Gold mining in the Amazon poisoning scores of threatened species – by Gloria Dickie and Jake Spring (Japan Times – August 7, 2023)

LOS AMIGOS BIOLOGICAL STATION, PERU – In a camping tent in the Peruvian jungle, four scientists are crowded around a tiny patient: An Amazonian rodent that could fit in the palm of a human hand.
The researchers placed the small-eared pygmy rice rat into a plastic chamber and piped in anesthetic gas until it rolled over, asleep.

Removing the creature from the chamber, they fitted it with a miniature anesthetic mask and measured its body parts with a ruler before gently pulling hairs from its back with tweezers. The hairs, bundled into a tiny plastic bag, would be carried to a nearby lab at the Los Amigos Biological Station for testing to determine whether the rat is yet another victim of mercury contamination.
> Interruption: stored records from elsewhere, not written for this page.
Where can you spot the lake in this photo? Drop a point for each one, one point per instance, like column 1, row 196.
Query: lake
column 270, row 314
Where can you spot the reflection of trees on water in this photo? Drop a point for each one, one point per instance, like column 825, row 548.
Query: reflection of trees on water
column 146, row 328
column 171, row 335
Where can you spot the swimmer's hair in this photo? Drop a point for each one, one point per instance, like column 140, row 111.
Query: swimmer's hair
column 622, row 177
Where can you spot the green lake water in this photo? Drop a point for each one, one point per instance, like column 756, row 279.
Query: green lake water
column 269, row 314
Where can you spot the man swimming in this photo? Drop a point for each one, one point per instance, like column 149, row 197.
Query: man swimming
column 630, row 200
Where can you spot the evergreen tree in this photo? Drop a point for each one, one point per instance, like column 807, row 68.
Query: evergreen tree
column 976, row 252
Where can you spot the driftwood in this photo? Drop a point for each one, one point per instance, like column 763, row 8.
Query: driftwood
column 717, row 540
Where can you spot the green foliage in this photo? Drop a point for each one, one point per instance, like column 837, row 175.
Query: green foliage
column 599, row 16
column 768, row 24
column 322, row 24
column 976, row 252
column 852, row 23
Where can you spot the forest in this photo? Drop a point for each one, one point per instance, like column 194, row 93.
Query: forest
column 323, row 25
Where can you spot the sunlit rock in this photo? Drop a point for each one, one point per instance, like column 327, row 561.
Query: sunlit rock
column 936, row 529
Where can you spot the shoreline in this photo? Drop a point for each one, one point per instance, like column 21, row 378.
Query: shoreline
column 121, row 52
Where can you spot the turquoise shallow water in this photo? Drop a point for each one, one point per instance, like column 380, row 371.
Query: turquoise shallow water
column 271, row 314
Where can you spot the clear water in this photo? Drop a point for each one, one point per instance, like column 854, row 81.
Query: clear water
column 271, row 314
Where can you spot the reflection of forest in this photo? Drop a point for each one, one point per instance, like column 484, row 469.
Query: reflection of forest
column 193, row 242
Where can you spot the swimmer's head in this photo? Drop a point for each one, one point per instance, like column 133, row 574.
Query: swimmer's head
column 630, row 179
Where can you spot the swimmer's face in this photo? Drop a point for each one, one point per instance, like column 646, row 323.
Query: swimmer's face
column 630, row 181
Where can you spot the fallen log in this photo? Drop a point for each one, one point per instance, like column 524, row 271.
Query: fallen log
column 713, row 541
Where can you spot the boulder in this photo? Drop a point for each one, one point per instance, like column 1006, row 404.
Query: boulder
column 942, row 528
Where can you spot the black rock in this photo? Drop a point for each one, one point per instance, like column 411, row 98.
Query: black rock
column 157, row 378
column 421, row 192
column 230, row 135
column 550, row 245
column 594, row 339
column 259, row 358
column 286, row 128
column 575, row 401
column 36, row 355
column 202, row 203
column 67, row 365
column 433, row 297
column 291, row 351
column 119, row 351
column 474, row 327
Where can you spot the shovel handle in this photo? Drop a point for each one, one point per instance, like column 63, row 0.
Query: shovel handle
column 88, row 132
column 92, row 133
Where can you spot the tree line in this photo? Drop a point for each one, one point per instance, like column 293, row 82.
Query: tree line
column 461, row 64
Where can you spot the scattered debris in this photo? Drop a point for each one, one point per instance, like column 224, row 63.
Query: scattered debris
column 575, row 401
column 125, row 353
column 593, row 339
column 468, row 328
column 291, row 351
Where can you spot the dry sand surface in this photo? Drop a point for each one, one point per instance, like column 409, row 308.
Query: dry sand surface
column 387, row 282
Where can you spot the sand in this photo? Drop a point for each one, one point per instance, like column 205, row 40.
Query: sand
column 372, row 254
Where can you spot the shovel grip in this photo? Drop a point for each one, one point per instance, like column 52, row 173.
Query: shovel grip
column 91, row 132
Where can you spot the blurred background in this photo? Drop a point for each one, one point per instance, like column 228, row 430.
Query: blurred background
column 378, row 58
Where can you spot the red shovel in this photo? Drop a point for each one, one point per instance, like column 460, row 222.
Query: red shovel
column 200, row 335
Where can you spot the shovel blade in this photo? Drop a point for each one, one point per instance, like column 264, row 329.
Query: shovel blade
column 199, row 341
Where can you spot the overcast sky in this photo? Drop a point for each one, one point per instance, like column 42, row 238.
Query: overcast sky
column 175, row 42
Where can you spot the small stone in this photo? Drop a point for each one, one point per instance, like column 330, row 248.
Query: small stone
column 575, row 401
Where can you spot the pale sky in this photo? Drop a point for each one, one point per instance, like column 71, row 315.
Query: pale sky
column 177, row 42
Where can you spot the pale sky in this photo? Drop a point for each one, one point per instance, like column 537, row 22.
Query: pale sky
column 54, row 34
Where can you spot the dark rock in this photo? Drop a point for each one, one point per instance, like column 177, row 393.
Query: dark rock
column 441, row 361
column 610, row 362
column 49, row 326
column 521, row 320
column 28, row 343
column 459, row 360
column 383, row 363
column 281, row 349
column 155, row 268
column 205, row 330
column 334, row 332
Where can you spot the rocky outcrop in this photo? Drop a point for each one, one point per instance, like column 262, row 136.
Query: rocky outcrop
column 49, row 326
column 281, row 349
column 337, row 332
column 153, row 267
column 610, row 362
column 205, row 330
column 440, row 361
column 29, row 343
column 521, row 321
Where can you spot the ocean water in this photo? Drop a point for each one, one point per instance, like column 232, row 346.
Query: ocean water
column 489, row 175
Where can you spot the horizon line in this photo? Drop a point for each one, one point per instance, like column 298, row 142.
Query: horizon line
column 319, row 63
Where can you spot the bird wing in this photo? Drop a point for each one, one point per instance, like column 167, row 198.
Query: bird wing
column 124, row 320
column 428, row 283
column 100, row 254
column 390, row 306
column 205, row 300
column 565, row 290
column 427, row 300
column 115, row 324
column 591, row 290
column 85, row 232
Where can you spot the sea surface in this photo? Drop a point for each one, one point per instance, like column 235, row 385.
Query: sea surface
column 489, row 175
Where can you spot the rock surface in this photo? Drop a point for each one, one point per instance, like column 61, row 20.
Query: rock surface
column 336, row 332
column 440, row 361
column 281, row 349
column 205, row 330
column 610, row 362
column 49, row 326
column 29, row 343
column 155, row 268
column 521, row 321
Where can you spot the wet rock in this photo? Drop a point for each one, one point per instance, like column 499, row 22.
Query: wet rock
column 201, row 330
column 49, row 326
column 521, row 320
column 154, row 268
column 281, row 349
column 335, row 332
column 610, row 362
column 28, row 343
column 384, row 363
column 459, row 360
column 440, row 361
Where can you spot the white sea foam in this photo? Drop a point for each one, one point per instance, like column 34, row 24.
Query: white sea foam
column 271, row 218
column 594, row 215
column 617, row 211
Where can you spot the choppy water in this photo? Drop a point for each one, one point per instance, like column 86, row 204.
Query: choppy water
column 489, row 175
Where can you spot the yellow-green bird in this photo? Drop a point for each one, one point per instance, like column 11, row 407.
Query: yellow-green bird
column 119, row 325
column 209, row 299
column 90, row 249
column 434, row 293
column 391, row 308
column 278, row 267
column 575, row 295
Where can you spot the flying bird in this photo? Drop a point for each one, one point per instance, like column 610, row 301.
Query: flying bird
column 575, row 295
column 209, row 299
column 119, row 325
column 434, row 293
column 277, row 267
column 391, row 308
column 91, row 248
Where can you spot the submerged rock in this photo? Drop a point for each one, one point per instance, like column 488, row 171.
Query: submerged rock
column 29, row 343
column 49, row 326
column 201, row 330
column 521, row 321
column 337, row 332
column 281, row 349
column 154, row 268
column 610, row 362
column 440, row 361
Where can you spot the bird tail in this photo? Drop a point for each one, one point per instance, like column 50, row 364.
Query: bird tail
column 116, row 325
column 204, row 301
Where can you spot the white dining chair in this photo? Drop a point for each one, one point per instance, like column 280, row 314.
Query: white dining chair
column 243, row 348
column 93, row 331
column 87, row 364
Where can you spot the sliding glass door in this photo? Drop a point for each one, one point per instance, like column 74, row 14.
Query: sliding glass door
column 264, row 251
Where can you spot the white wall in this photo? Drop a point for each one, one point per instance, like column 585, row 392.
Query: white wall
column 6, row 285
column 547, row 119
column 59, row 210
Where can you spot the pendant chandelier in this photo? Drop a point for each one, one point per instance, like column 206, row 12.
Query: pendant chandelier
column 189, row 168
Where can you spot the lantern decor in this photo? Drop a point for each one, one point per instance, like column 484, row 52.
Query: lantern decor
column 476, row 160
Los Amigos lies in the rainforest of southeastern Peru’s Madre de Dios region where some 46,000 miners are searching for gold along river banks in the country’s epicenter of small-scale mining.

Tests like this are providing the first extensive indications that mercury from illegal and poorly regulated mining is affecting terrestrial mammals in the Amazon rainforest, according to preliminary findings from a world-first study.